Would this be permissible? It seems that the answer is no, because Adjustment 1 was impermissible, and it will continue to have been impermissible regardless of whether I do Adjustment 2, because I did not have the required intention when I did Adjustment 1. It is counterintuitive that the two actions are now both impermissible.
(c) Suppose that I just performed Adjustment 1, and I can't remember what my intentions were at the time. Is it now permissible for me to do Adjustment 2? It is counter-intuitive that I must figure out what my intentions were in order to know whether I may do Adjustment 2.
(d) A more tangential but interesting point: The scenario is somewhat reminiscent of this version of the Organ Harvesting case discussed by Judith Thomson: Assume the five sick patients are all sick because the doctor deliberately infected them with diseases of different organs. Later, he realized that murder is wrong, so he wants to remedy his mistake. So he comes up with the plan to kill 1 healthy patient and transplant the organs to the five people he infected. Would this be permissible?
Thomson says no (as any deontologist will agree). But note that if he doesn't kill the healthy patient, then the doctor will have murdered 5 people; if he kills the healthy patient, he will only have murdered 1 (since the other 5 will survive). And murdering 1 is surely less wrong than murdering 5. So why shouldn't he kill the healthy patient?
I think this might be relevant, because it seems to suggest that you can't really make up for a rights-violation, or redeem a previous wrong, by committing another rights-violation (even if the latter would compensate the victims of the previous action). At least, that's one way of interpreting the lesson of the example.
Thinking about it, in both situations you are describing, available actions don't seem to cause proscribed harms. In the torture case, one's goal is to reduce the net amount of pain caused, and someone experiencing more pain is an unfortunate side-effect. The bank hack case is similar.
Compare with the trolley problem. In the regular trolley problem, I think it's permissible to switch tracks, and the resulting death is merely collateral damage. However, my intuitions say that if you had to actively push someone onto the tracks to stop the train, that would be impermissible.
Perhaps the difference between those is whether someone's suffering is an accidental effect, or an instrumental part of your goal. Likewise, in the torture case, if only one person was connected to the machine, flipping the switch would have no downsides.
I'm not sure this actually a consistent distinction, but let's suppose so. Then, maybe a thought experiment involving obviously proscribed harms would give us more insight into the problem.
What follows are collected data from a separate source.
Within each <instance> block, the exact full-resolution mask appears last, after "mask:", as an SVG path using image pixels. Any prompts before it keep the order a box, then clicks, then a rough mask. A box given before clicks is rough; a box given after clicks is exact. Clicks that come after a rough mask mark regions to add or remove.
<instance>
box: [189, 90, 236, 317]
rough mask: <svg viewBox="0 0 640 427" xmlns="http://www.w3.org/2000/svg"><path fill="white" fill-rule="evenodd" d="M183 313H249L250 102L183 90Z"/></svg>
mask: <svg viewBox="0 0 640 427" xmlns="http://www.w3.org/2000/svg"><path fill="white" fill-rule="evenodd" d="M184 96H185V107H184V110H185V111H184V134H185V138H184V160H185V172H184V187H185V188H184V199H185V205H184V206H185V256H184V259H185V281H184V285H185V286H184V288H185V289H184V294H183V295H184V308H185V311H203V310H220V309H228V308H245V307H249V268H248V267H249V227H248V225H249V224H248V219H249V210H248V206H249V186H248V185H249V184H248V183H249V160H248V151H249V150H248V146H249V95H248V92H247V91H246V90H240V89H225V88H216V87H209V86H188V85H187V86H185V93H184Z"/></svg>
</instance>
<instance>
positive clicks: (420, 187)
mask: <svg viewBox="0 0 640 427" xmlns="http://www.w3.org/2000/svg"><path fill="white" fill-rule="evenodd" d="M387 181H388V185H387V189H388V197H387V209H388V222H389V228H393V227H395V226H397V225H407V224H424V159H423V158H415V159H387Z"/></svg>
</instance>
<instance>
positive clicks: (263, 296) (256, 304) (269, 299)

I struggle to think of one though: the generalized example you gave almost seems to rule cases like Organ Harvesting out.
EDIT: re-reading this post, I notice your stipulation about the harm in the torture case being instrumental to increasing the overall welfare. I still think it does not make it a proscribed harm, though.
Consider: normally, murdering another person to save one's life is impermissible. However, if someone credibly threatens to kill you unless you kill another person, I feel like you're at least excused in doing so. The adjusted Torture Transfer case is similar: it's as if a malevolent force pre-arranging this situation for you makes it morally responsible for rights violations caused.